閑話休題。【地球送り】についての解説

 【地球送り】とは、月の都の若い官女へ与えられる由緒ある刑罰の一つである。

 

 もともとは罪を犯して穢れた月の官女を、不浄の地である地球に永久追放するという島流し(星流し?)の一種だった。

 それがいつしか時代を追うにつれて、罪を犯した月の官女が地上に降り、善行を重ねて自らを清めるという、再び月へ帰還するための贖罪の儀式へと姿を変えていった。



 島流しから贖罪旅行という制度上の変化は、月の女王が『かぐや姫』と呼ばれていた時代、【生まれ直し】という形で彼女が地球で贖罪を行ったことを機に決定的となった。

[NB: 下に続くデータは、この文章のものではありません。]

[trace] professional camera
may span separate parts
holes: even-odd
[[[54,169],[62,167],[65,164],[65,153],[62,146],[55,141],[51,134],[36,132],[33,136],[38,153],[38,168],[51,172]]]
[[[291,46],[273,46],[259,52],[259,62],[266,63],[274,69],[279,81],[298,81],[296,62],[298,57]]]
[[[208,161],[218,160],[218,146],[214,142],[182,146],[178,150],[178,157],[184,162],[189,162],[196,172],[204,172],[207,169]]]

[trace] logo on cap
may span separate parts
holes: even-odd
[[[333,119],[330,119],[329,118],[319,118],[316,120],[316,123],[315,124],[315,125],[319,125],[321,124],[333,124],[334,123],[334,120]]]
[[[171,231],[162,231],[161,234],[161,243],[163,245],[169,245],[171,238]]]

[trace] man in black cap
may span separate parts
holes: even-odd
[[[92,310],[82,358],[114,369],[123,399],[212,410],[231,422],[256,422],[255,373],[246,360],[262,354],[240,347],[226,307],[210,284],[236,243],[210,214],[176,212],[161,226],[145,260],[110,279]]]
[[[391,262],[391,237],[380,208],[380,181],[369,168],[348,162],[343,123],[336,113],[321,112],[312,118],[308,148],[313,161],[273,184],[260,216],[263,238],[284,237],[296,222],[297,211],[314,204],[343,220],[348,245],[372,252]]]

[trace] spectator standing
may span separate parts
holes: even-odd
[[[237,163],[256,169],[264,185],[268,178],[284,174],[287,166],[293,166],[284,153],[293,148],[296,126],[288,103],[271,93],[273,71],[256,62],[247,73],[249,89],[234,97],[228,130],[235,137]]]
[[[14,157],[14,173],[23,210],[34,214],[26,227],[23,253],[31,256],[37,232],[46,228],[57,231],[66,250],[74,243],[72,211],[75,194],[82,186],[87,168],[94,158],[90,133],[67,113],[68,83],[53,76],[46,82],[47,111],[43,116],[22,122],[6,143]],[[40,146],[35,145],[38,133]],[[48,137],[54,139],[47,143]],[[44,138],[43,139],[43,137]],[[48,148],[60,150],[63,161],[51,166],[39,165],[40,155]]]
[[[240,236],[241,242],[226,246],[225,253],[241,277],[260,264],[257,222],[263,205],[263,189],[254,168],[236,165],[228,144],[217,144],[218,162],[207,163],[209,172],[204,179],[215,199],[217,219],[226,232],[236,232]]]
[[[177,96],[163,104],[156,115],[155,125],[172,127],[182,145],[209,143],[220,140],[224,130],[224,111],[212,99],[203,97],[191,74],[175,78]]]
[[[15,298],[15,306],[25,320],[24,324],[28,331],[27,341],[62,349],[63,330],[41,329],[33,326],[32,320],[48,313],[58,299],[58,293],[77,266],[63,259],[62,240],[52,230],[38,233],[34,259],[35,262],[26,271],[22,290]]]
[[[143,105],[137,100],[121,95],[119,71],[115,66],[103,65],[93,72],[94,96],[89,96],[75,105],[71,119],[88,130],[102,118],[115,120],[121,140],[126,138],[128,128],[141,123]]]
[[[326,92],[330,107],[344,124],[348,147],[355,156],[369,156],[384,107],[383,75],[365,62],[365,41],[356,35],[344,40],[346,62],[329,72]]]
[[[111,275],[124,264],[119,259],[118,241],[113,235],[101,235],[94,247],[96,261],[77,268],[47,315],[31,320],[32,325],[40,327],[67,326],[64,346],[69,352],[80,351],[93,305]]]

 このかぐや様の贖罪記は日本最古の古典『竹取物語』として人口に膾炙している。


 しかし、『竹取物語』を読む限りでは、かぐや様は地球での生活をそれなりにエンジョイしており、あまり反省しているとは思えない……。





 とはいえ、これ以降官女たちの贖罪旅行としての【地球送り】は制度化された。

 ところが地球に送られた官女たちの中で、ごくまれに命を落としたり、地上の男と結婚する者たちが現れ始める。

 この天女(月の官女)たちと人間界の住人達との交流の記録・伝承が現在日本各地に残る『羽衣伝説』の正体である。



 ちなみにだが、かつてある天女が地上に夫と子供を残して月へと帰った際、残された子供たちが夜な夜な月に向かって笛を吹き、太鼓を打ち鳴らしていた姿を見て、哀れに思ったかぐや様は【地球送り】を取りやめたそうである。